Ou Washington pousse trop fort dans la mer de Chine méridionale, une collision accidentelle se transforme en un échange de tirs, et les Bannonites Pompeo-Boltoniens ordonnent à la flotte de donner une leçon aux Chinetoques. Malheureusement, les missiles antinavires chinois s’avèrent plutôt meilleurs que prévu, un porte-avion est détruit et trois destroyers transformés en tas de ferraille.

Que fait-on maintenant ? Les egos surdimensionnés et mal informés à Washington ne peuvent accepter la défaite. D’une part, cela mettrait fin à la crédibilité américaine en tant que puissance hégémonique, et tout le monde voudra acheter des missiles antinavires chinois. La vanité joue un plus grand rôle dans les affaires mondiales que ne le disent les manuels. Washington, bêtement mais inévitablement, irait dans la surenchère et commencerait une guerre totale contre la Chine. À ce stade, les choses deviendraient imprévisibles. »

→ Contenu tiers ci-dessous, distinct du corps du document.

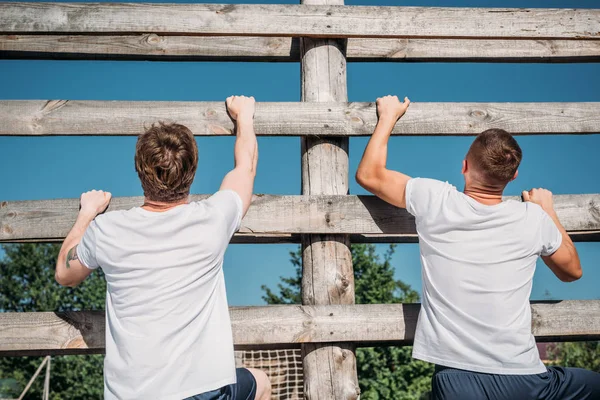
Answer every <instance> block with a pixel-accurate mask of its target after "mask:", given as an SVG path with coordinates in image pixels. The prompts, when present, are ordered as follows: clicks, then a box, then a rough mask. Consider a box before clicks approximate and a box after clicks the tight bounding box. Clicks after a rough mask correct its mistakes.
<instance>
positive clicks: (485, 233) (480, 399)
mask: <svg viewBox="0 0 600 400" xmlns="http://www.w3.org/2000/svg"><path fill="white" fill-rule="evenodd" d="M409 104H410V101H409V100H408V99H407V98H405V100H404V102H403V103H401V102H400V101H399V100H398V98H397V97H395V96H394V97H392V96H386V97H383V98H380V99H377V112H378V114H379V121H378V123H377V127H376V128H375V132H374V133H373V136H372V137H371V139H370V141H369V144H368V145H367V148H366V150H365V153H364V155H363V158H362V160H361V162H360V165H359V167H358V170H357V172H356V180H357V181H358V183H359V184H360V185H361V186H363V187H364V188H365V189H367V190H368V191H370V192H372V193H373V194H375V195H377V196H378V197H380V198H381V199H383V200H385V201H387V202H388V203H391V204H393V205H395V206H397V207H401V208H406V210H407V211H408V212H409V213H410V214H412V215H413V216H414V217H415V221H416V227H417V233H418V235H419V247H420V251H421V264H422V278H423V302H422V306H421V312H420V314H419V320H418V323H417V330H416V334H415V340H414V348H413V357H415V358H417V359H420V360H424V361H428V362H431V363H435V364H437V365H436V372H435V374H434V376H433V378H432V386H433V398H434V399H436V400H442V399H444V400H450V399H452V400H470V399H473V400H482V399H494V400H501V399H506V400H518V399H555V400H569V399H572V400H575V399H581V400H592V399H599V398H600V374H597V373H595V372H591V371H586V370H583V369H577V368H560V367H549V368H546V367H545V366H544V364H543V363H542V362H541V361H540V358H539V355H538V351H537V347H536V345H535V338H534V337H533V335H532V333H531V309H530V306H529V296H530V294H531V286H532V278H533V272H534V270H535V265H536V261H537V259H538V257H539V256H541V257H542V259H543V260H544V262H545V263H546V265H548V266H549V267H550V269H551V270H552V271H553V272H554V274H555V275H556V276H557V277H558V278H559V279H561V280H562V281H565V282H569V281H574V280H577V279H579V278H580V277H581V275H582V272H581V265H580V263H579V257H578V255H577V251H576V249H575V246H574V245H573V242H572V241H571V239H570V237H569V235H568V234H567V232H566V231H565V229H564V228H563V226H562V225H561V223H560V222H559V220H558V217H557V216H556V212H555V211H554V208H553V204H552V193H550V192H549V191H547V190H545V189H532V190H530V191H524V192H523V198H524V200H525V202H518V201H513V200H508V201H502V192H503V190H504V188H505V187H506V185H507V184H508V183H509V182H510V181H512V180H514V179H515V178H516V177H517V175H518V172H517V169H518V167H519V164H520V162H521V156H522V154H521V148H520V147H519V145H518V144H517V142H516V140H515V139H514V138H513V137H512V136H511V135H510V134H508V133H507V132H505V131H503V130H501V129H490V130H487V131H485V132H483V133H481V134H480V135H479V136H477V138H476V139H475V141H474V142H473V144H472V145H471V148H470V149H469V151H468V153H467V156H466V157H465V159H464V160H463V166H462V173H463V175H464V178H465V187H464V190H463V192H459V191H457V190H456V188H455V187H454V186H452V185H450V184H448V183H447V182H440V181H437V180H433V179H423V178H410V177H409V176H407V175H405V174H402V173H400V172H396V171H391V170H388V169H387V168H386V159H387V143H388V140H389V137H390V134H391V132H392V129H393V128H394V125H395V124H396V122H397V121H398V119H399V118H400V117H402V115H404V113H405V112H406V110H407V108H408V106H409Z"/></svg>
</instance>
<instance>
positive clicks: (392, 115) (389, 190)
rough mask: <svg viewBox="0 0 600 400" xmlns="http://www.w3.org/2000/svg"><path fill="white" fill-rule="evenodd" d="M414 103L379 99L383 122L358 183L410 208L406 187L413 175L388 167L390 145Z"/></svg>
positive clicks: (383, 98) (407, 99) (383, 99)
mask: <svg viewBox="0 0 600 400" xmlns="http://www.w3.org/2000/svg"><path fill="white" fill-rule="evenodd" d="M409 104H410V100H408V98H406V97H405V98H404V103H400V100H398V97H396V96H385V97H382V98H379V99H377V113H378V114H379V121H378V122H377V126H376V127H375V131H374V132H373V135H372V136H371V139H370V140H369V143H368V144H367V148H366V149H365V153H364V154H363V158H362V160H361V161H360V164H359V165H358V169H357V170H356V181H357V182H358V184H359V185H361V186H362V187H363V188H365V189H366V190H368V191H369V192H371V193H373V194H374V195H376V196H377V197H379V198H381V199H383V200H385V201H387V202H388V203H390V204H393V205H395V206H397V207H402V208H406V184H407V183H408V181H409V179H410V176H408V175H405V174H403V173H400V172H397V171H392V170H389V169H387V168H386V162H387V145H388V141H389V138H390V135H391V133H392V130H393V129H394V125H396V121H398V119H400V118H401V117H402V115H404V113H405V112H406V109H407V108H408V106H409Z"/></svg>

Puis Reed rappelle que la guerre nucléaire envisagée par l’ahuri que le Donald a mis à la place du regretté Bolton n’est pas gagnable :

« Les hommes d’une stupidité incalculable et d’une insuffisance sexuelle probable parlent d’une guerre nucléaire comme gagnable. Ils peuvent toujours rêver. Réfléchissez : les villes américaines ne peuvent pas se nourrir elles-mêmes. Trois jours sans envois de nourriture et les New-Yorkais auront vidé les rayons des supermarchés. Une semaine et ils tueraient pour des conserves de thon. Deux semaines et ils se mangeraient les uns les autres. Un très petit nombre de bombes nucléaires sur les centres de transport empêcherait la distribution de nourriture pendant des mois. Même un plus petit nombre encore de bombes au cobalt, conçues pour produire un maximum de radiations persistantes, rendraient les zones fermières mortellement radioactives pour une décennie.

Les «intellectuels de la Défense», généralement tellement stupides qu’ils devraient vivre dans des arbres, discutent de la domination par l’escalade, du facteur d’intimidation et de la défense antimissile imperméable. Ils sont complètement fous. Ce dont ils ont vraiment besoin, c’est d’une coquille et d’un abonnement à Pornhub Premium. »


Et Reed de conclure :

« C’est la raison pour laquelle c’est vraiment une très mauvaise idée d’avoir un dingue psychopathe, deux chrétiens fanatiques et un fils-à-papa pathologiquement agressif en mesure de déclencher une guerre. »

On a compris qu’il ne reste à ces élites technophiles infantiles, que le fanatisme théologique et messianique pour justifier le rôle princier que les hallucinés indices boursiers leur concèdent encore.

Il faudra le mettre au pas cet occident. Il lui reste son marché, ses phobies (Russie, souverainisme, Chine maintenant) ses dollars, ses marottes écolos, ses migrants. Mais sa manière grotesque de s’auto-halluciner, un peu comme un dealer qui succombe à sa dope, le rend de toute manière inefficace.